ロス・キャンぺシーノス!は、2024年リリースの最新アルバム『All Hell』のストリーミング再生回数と各プラットフォームからの収益を公式サイトやSNSで公開しました。

分析対象にこのアルバムを選んだ理由は、彼らの7枚のアルバムの中で、分析期間の2024年7月から2025年6月までにおいて、バンド自身が全世界で完全な権利を所有し、すべての収益が計上され、直接、彼らに支払われる唯一のアルバムだから。他の6枚のアルバムは、一部の地域ではサードパーティのレコードレーベルによって管理されています。

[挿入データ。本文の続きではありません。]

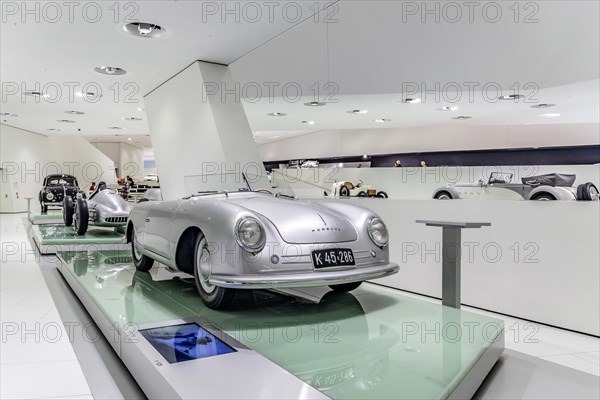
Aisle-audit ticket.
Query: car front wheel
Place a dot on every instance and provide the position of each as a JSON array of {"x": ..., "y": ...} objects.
[
  {"x": 345, "y": 287},
  {"x": 142, "y": 262},
  {"x": 215, "y": 297}
]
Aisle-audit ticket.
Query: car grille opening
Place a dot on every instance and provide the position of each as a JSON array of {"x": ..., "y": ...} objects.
[{"x": 116, "y": 219}]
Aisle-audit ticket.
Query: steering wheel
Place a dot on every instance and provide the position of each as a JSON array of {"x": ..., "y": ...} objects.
[{"x": 263, "y": 190}]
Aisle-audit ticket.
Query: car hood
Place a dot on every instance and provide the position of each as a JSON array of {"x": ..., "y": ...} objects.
[{"x": 299, "y": 222}]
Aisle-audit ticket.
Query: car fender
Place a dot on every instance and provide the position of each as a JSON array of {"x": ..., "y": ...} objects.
[
  {"x": 559, "y": 192},
  {"x": 449, "y": 189}
]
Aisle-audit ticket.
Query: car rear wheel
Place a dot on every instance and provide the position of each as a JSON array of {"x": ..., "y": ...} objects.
[
  {"x": 587, "y": 192},
  {"x": 345, "y": 287},
  {"x": 142, "y": 262},
  {"x": 81, "y": 216},
  {"x": 443, "y": 196},
  {"x": 544, "y": 197},
  {"x": 68, "y": 211},
  {"x": 215, "y": 297}
]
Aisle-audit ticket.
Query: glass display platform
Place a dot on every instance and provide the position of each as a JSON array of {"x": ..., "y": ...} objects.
[
  {"x": 53, "y": 238},
  {"x": 372, "y": 343}
]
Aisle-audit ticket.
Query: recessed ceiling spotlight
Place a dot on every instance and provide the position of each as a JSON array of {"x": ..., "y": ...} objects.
[
  {"x": 145, "y": 29},
  {"x": 447, "y": 108},
  {"x": 511, "y": 97},
  {"x": 109, "y": 70},
  {"x": 543, "y": 105},
  {"x": 34, "y": 93},
  {"x": 88, "y": 95},
  {"x": 314, "y": 104}
]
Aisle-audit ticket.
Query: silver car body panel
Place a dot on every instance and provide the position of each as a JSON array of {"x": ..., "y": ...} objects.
[
  {"x": 293, "y": 230},
  {"x": 107, "y": 208}
]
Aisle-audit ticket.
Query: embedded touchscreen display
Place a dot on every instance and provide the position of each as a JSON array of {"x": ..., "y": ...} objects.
[{"x": 185, "y": 342}]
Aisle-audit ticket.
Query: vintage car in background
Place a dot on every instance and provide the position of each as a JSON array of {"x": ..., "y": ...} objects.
[
  {"x": 348, "y": 189},
  {"x": 105, "y": 207},
  {"x": 55, "y": 189},
  {"x": 236, "y": 233},
  {"x": 501, "y": 186}
]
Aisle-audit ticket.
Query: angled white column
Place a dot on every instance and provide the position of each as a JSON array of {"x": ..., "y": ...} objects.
[{"x": 197, "y": 127}]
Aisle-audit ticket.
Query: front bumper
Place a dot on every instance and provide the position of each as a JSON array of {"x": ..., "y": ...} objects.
[{"x": 304, "y": 279}]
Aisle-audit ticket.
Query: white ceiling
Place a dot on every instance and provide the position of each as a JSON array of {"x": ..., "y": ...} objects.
[{"x": 367, "y": 49}]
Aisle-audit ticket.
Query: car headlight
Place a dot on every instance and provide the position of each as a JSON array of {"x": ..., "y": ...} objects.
[
  {"x": 250, "y": 234},
  {"x": 378, "y": 231}
]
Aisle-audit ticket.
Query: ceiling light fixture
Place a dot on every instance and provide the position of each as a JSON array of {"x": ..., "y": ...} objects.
[
  {"x": 511, "y": 97},
  {"x": 145, "y": 30},
  {"x": 110, "y": 70},
  {"x": 315, "y": 104},
  {"x": 447, "y": 108},
  {"x": 543, "y": 105}
]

『All Hell』は2024年7月にリリースされました。2024年7月から2025年7月までの各月ごとの再生回数と収益を示すリストが公開され、この期間の総再生回数は9,300,864回で、総収益は31,940.29ポンド(約660万円)でした。



バンドの説明によると

「このリストの数字は、ストリーミングプラットフォームが1曲の再生ごとに平均0.34ペンス(約0.7円)を私たちに支払っていることに相当します。つまり、1曲が294回再生されるごとに、当バンドは1ポンド(約200円)の収益を得るということです。言い換えれば、アルバムのフル再生回数20回ごとに1ポンドの収益を得るということです」

この期間中、ロス・キャンぺシーノス!は21の異なるソースからデジタルストリーミング収入を得ました。これにはMeta(23.95ポンド)、Snapchat(1.18ポンド)、TikTok(0.26ポンド)なども含まれます。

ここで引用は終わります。